The red tail-lights of the truck in front swung wildly.

"Boulder," Joe said.

It was the size of a doghouse and in the middle of the road. The truck cleared it on the right and slammed into the rock wall, scraping sparks off granite. Joe headed for the same space, skidding, holding the wheel steady. Ray and Tommy gun were pressed against the windshield. As the ambulance slipped past the boulder, Joe saw the truck ahead hit the wall again. Wrenches, jacks, tyres spilled from under the tarpaulin, bounced in the ambulance's headlights. As the truck stopped, nose into the wall, the ambulance slid through between the truck's tailboard and the road edge. The lead car had halted in the middle of the road. Joe swung in, braked and pulled the emergency brake at the same time, coming to rest against the car bumper only a second before the tail sedan rammed into the rear of the ambulance. A tyre wobbled out of the dark and past the headlights. Security officers ran up and down waving flashlights and Tommy guns. Even Ray was distracted.

A scream that was both feminine and unhuman erupted by Joe's ear, followed by a powerful, bell-like gong as Santa flew out of his seat head first and hit the ambulance roof. He seemed still to be suspended in mid-air when Joe looked past him to the rear of the ambulance and saw the empty steel square and eight slack straps. The plutonium canister had broken loose and rolled forward, glinting and warm, to nudge Santa's loafers and Argyle socks. The plutonium couldn't explode. Joe would have been happy to explain that to Santa, to reduce his psychic tension, given the chance. Santa dropped to the ambulance floor.

"Gee," said Ray.

"Orders are we don't stop for anything," the lieutenant in charge said when Joe pointed out the slumped figure of the analyst. "He's already in the ambulance, we'll leave him there."

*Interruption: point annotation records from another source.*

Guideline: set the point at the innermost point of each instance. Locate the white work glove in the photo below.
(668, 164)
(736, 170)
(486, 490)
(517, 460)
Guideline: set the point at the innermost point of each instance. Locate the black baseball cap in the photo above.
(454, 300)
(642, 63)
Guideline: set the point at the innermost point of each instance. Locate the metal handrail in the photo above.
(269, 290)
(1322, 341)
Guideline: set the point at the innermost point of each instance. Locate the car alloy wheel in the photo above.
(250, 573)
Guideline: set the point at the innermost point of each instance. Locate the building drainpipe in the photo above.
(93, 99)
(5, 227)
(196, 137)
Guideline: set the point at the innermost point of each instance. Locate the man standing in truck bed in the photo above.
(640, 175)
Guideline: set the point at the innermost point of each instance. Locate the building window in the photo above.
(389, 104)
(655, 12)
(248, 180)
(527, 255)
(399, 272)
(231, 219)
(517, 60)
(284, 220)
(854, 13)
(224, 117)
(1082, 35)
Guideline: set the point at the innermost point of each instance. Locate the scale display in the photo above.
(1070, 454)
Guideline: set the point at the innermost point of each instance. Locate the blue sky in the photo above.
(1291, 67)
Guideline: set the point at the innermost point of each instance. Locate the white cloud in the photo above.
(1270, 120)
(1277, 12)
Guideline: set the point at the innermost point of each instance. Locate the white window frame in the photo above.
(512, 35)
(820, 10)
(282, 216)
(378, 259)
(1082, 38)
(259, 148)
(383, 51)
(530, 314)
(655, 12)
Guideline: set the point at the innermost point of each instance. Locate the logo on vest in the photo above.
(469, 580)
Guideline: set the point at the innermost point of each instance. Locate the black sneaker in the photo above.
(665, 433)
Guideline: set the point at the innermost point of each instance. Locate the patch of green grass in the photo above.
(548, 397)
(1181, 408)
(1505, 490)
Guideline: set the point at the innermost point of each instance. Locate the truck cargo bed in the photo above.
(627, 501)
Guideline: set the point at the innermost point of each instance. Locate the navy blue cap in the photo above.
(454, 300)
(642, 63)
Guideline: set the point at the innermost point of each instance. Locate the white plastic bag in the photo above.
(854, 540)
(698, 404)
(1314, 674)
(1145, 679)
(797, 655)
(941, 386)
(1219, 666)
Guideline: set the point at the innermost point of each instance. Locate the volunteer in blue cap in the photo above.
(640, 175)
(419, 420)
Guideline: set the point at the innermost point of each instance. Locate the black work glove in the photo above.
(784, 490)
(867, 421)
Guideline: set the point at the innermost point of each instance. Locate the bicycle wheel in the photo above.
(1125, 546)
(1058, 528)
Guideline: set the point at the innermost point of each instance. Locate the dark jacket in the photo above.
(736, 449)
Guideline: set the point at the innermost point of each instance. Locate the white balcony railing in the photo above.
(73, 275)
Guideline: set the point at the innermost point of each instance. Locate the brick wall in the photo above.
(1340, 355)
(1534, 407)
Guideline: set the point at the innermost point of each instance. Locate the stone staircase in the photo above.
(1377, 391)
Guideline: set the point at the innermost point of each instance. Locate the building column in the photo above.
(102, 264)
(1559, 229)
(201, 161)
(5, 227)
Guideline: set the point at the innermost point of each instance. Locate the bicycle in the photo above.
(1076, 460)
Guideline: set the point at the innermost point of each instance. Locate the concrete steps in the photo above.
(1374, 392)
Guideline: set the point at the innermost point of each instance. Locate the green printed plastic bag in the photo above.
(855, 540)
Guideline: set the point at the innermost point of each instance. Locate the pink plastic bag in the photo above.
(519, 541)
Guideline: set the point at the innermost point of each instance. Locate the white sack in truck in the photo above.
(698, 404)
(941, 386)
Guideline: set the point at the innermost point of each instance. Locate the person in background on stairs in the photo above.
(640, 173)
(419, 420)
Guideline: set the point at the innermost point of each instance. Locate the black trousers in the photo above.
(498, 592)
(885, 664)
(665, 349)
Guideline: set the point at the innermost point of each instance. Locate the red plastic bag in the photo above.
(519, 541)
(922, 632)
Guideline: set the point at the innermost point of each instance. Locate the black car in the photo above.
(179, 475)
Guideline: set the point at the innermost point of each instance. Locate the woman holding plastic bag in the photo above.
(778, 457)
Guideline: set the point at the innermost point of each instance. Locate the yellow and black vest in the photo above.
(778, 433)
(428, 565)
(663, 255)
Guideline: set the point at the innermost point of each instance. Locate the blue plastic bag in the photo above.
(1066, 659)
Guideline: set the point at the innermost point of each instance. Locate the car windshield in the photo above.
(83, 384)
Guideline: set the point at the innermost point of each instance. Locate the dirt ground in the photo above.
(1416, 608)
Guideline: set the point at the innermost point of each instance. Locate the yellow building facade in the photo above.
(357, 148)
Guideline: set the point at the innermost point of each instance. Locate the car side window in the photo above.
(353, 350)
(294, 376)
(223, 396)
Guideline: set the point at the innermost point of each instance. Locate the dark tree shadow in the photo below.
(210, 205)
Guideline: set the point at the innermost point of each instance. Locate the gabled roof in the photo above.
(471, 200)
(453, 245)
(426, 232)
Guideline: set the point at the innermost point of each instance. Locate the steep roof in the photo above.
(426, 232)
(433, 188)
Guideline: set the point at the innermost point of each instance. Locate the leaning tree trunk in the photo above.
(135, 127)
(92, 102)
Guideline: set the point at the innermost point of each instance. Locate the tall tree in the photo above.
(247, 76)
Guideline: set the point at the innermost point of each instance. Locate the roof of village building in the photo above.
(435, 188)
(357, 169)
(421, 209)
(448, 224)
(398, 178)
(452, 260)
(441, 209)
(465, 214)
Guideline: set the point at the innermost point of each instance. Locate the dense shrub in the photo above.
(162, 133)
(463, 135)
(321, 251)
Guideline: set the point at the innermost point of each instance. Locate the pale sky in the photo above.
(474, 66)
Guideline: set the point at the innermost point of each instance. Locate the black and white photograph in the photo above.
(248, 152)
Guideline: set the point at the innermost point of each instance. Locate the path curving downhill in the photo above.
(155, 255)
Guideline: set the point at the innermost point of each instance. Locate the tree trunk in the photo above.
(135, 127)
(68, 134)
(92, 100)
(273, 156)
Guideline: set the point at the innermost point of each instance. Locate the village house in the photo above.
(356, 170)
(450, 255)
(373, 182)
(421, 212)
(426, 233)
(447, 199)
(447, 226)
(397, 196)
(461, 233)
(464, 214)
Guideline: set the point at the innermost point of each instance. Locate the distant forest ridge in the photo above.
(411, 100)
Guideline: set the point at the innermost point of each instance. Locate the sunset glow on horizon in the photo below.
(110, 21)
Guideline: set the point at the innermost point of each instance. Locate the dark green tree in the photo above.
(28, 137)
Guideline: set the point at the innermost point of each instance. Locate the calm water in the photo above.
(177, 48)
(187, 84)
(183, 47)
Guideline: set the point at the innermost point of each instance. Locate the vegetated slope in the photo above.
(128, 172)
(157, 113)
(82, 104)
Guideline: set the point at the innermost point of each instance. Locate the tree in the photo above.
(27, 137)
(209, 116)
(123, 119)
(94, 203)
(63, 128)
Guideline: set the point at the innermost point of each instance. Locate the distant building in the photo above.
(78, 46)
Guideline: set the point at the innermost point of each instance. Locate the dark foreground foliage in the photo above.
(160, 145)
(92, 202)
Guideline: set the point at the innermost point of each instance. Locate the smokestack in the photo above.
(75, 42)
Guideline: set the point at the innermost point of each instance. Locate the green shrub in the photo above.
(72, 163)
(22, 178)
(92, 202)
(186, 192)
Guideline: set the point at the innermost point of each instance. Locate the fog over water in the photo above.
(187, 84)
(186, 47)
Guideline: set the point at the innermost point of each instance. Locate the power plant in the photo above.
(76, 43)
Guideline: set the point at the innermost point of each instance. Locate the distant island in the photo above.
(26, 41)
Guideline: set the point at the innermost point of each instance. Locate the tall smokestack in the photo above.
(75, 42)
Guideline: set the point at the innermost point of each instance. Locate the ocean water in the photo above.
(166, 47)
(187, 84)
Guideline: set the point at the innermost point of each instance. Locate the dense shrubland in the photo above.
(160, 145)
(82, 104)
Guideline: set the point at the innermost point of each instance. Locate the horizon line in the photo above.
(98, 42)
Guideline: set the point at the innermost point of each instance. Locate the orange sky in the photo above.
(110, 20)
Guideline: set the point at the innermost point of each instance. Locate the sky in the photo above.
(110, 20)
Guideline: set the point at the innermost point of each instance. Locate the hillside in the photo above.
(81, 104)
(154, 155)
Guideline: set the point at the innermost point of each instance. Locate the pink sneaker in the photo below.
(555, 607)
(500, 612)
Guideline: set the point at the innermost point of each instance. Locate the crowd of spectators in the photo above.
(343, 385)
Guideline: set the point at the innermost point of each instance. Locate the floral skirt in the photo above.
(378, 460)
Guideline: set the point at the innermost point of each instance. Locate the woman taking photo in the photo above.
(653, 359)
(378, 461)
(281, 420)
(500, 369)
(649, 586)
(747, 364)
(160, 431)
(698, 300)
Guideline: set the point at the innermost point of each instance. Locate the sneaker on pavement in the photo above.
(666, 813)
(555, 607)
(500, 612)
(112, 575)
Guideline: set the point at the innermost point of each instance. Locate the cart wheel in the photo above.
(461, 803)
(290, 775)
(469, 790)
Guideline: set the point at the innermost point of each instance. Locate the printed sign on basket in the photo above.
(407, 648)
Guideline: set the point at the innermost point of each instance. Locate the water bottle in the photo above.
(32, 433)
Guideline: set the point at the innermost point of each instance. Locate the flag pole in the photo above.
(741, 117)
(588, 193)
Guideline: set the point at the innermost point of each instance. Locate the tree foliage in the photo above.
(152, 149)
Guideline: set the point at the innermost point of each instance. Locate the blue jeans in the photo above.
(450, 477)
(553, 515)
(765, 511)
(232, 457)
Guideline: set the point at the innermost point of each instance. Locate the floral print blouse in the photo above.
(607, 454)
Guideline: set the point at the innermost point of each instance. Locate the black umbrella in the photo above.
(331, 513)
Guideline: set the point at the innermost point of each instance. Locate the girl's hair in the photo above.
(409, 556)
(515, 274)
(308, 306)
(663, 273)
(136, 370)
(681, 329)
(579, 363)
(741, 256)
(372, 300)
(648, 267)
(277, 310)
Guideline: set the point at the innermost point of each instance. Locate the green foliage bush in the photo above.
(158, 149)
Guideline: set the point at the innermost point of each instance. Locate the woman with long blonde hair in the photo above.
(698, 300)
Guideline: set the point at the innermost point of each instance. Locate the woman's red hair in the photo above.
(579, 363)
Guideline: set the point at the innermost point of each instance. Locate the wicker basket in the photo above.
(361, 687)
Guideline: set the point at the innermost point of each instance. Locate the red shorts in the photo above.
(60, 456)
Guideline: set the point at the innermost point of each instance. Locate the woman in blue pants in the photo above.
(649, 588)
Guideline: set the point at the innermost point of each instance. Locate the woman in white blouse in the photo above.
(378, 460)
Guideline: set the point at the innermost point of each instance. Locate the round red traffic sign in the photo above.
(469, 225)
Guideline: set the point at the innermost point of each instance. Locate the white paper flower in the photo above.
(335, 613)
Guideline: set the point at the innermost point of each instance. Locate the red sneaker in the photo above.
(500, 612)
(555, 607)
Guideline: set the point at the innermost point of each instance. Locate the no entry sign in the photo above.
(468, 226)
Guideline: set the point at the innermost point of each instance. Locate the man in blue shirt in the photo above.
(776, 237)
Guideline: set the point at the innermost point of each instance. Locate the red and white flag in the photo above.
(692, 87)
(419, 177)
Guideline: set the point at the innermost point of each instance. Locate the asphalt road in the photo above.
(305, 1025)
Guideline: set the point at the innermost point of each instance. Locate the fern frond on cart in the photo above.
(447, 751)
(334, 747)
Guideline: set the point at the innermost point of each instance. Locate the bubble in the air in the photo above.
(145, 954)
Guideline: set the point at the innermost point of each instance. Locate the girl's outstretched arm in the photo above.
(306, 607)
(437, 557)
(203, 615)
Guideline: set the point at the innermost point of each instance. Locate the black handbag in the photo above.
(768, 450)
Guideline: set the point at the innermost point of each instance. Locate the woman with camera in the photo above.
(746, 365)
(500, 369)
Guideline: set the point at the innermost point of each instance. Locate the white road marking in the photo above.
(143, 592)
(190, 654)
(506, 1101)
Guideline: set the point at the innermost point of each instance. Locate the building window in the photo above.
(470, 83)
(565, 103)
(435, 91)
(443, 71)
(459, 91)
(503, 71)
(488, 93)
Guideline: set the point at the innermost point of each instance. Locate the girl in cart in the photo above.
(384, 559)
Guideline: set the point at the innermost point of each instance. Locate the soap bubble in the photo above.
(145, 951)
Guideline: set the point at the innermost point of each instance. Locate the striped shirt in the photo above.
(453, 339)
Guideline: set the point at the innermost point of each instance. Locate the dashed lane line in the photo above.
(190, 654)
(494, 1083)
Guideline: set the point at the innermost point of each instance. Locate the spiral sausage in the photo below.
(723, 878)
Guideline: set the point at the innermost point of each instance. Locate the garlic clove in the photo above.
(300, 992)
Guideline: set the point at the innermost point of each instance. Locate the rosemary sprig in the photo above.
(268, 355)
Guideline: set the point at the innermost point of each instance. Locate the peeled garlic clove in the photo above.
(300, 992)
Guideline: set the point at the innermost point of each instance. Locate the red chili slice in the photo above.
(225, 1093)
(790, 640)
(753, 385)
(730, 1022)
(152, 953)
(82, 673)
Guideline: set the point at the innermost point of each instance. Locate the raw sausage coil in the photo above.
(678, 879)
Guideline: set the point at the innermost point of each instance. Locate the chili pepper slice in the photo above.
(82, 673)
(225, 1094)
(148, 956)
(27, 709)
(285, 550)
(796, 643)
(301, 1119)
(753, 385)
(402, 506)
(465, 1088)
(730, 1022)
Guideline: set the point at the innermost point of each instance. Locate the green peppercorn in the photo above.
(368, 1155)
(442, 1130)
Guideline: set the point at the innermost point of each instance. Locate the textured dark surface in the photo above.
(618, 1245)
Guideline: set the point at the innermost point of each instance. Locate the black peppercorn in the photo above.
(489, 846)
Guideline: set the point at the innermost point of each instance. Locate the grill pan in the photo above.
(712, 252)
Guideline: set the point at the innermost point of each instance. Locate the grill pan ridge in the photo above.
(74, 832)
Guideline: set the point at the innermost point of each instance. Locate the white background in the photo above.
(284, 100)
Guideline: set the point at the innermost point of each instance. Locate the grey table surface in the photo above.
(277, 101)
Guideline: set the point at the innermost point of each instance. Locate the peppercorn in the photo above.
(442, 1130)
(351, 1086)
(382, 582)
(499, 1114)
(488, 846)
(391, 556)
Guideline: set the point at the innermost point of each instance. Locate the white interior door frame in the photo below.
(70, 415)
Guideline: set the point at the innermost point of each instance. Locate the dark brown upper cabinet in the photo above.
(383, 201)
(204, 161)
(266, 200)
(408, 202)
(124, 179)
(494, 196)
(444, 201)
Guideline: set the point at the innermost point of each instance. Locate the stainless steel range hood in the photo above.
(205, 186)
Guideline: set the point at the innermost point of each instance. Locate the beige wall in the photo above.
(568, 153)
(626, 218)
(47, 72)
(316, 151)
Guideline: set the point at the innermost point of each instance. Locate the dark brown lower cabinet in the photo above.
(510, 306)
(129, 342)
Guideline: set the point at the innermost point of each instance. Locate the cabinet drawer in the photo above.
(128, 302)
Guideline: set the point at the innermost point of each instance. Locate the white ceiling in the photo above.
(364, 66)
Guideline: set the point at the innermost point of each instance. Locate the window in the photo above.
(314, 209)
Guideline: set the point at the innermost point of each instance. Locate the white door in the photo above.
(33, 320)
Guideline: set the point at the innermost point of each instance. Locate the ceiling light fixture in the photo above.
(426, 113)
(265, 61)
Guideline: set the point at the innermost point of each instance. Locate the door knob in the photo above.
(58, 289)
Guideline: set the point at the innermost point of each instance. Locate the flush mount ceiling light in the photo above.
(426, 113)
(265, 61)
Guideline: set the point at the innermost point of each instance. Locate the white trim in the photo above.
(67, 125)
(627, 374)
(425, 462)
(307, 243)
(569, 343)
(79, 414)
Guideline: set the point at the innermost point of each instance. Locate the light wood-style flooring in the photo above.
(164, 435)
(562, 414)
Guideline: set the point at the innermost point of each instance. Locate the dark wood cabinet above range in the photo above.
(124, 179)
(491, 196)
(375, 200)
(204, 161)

"He's out cold, sir. He probably has concussion."

"Look, Sergeant, we're lucky no one in the truck was killed."

"What about this?" Joe pointed to the canister. "The strap hooks are broken."

"God, we can't have that thing rolling around. Somebody's going to have to hold it. We're losing time. Choose up, one of you has to take it. Or wedge it with something."

The truck, fender crumpled, was already weaving round the ambulance as the lieutenant ran off to the lead sedan. The convoy was re-assembling itself.